En cette année 1993, Warren Haynes s’est déjà taillé une belle réputation dans le milieu en participant à de nombreux albums d’artistes déjà établis (Garth Brooks, Dickey Betts Band, Gregg Allman Band, etc…), mais en étant également membre du Derek Trucks Band et surtout du Allman Brothers Band depuis trois opus ayant marqué la résurrection de la légende de Macon (Géorgie). Au sein de ces formations, il a pu fréquenter le batteur Matt Abts et le bassiste Allen Woody, mais ceci est une autre histoire qui prendra le nom de Gov’t Mule deux ans plus tard. En attendant, le guitariste-chanteur décide de se lancer dans l’aventure du premier album en solo pour lequel il s’entoure de quelques pointures telles que Chuck Leavell (The Rolling Stones, The Allman Brothers Band, etc…) à la production et aux claviers, Johnny Neel (Derek Trucks Band, The Allman Brothers Band, Johnny Neel Band…) aux claviers également, Michael Rhodes à la basse, et bien d’autres.

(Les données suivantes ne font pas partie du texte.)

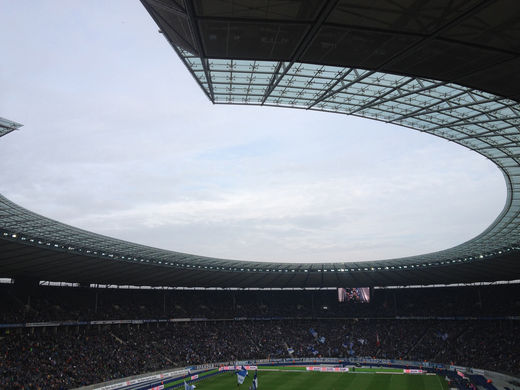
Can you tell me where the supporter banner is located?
[218,365,258,371]
[95,369,188,390]
[0,316,520,328]
[25,322,60,328]
[305,366,348,372]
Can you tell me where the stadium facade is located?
[0,0,520,287]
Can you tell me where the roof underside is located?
[0,0,520,287]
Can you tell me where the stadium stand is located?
[0,285,520,388]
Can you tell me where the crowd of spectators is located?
[0,285,520,389]
[0,285,520,323]
[0,319,520,389]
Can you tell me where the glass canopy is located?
[0,51,520,272]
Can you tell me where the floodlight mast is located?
[0,116,23,137]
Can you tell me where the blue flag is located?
[184,382,195,390]
[237,367,247,385]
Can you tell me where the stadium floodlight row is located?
[0,0,520,287]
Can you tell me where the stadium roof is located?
[0,0,520,287]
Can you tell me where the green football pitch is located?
[189,371,448,390]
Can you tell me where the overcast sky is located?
[0,0,506,262]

Avec une telle brochette de talents, difficile de craindre une sortie de route. La qualité a de fortes chances d’être au rendez-vous et le style abordé ne fait guère de doutes. En revanche, Warren Haynes a rarement eu l’occasion de prendre le chant à sa charge et il va le faire ici avec brio, offrant quelques superbes performances fortes en émotions (‘I’ll Be The One’, ‘Angel City’). Les soli sont toujours aussi lumineux (‘Blue Radio’, ‘Broken Promised Land’) et l’interaction de la guitare avec les claviers est aussi une des marques de fabrique de ce "Tales Of Ordinary Madness" (‘Sister Justice’, ‘Angel City’). Il faut également noter l’intervention rutilante du saxophone de Randall Bramblett sur le puissant et groovy ‘Power And The Glory’ traitant de la corruption provoquée par la richesse.

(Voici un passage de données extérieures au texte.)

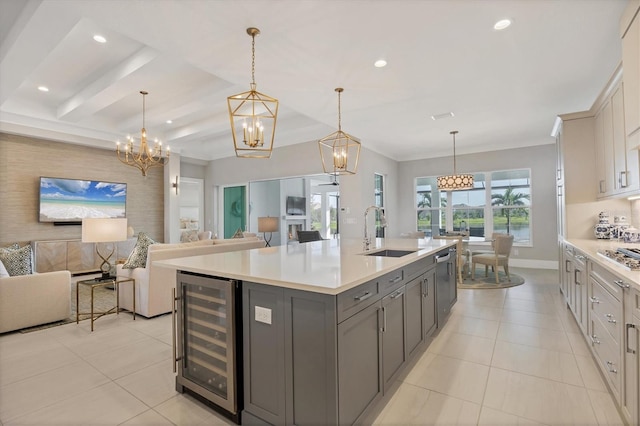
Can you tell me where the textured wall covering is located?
[0,133,164,243]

Les thèmes abordés sur certains titres prouvent la profondeur de la réflexion d’un artiste qui ne se cantonne pas aux classiques histoires d’amour déçues. Ainsi, l’introductif et syncopé ‘Fire In The Kitchen’ traite de la violence dans les quartiers défavorisés, alors que ‘Invisible’ aborde le sujet des sans-abris sur fond de jam aux accents jazzy provoqués par un jeu de percussions qui n’est pas sans rappeler le Allman Brothers Band. A noter également le coléreux ‘Sister Justice’ aux saillies de guitare presque hard rock à certains moments, et l’émouvante ballade ‘Broken Promised Land’ à la forte puissance évocatrice et sur laquelle plane l’ombre de Bruce Springsteen. Alternant les refrains accrocheurs, les jams instrumentales passionnantes et les soli lumineux, chaque titre se révèle de plus en plus addictif après chaque écoute. Warren Haynes mélange ici des influences allant du jazz au hard rock en passant par le blues, la soul, le gospel et le rock sudiste, mais sans jamais cloner la recette chère au Allman Brothers Band. Il réussit à doser tous les éléments de manière personnelle et envoûtante.

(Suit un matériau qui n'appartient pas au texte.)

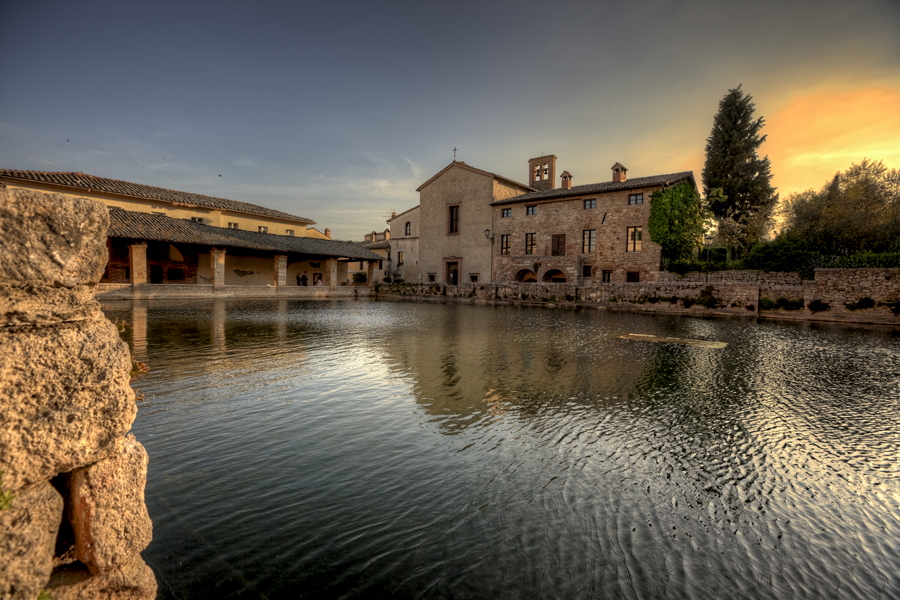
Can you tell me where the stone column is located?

Dès son premier opus, le natif d’Ashville, Caroline du Nord, marque le paysage du blues-rock d’une empreinte aussi imposante que personnelle. "Tales Of Ordinary Madness" se révélera au final comme le maillon entre le Allman Brothers Band et Gov’t Mule, et il faudra attendre 18 ans pour que son auteur lui donne un successeur en solo. Il est donc indispensable de se procurer cet album incontournable pour tout amateur de ce blues-rock à la profondeur émotionnelle aussi grande que son ouverture d’esprit. Encore un voyage qui laisse des traces indélébiles à ceux qui prennent le temps de le parcourir.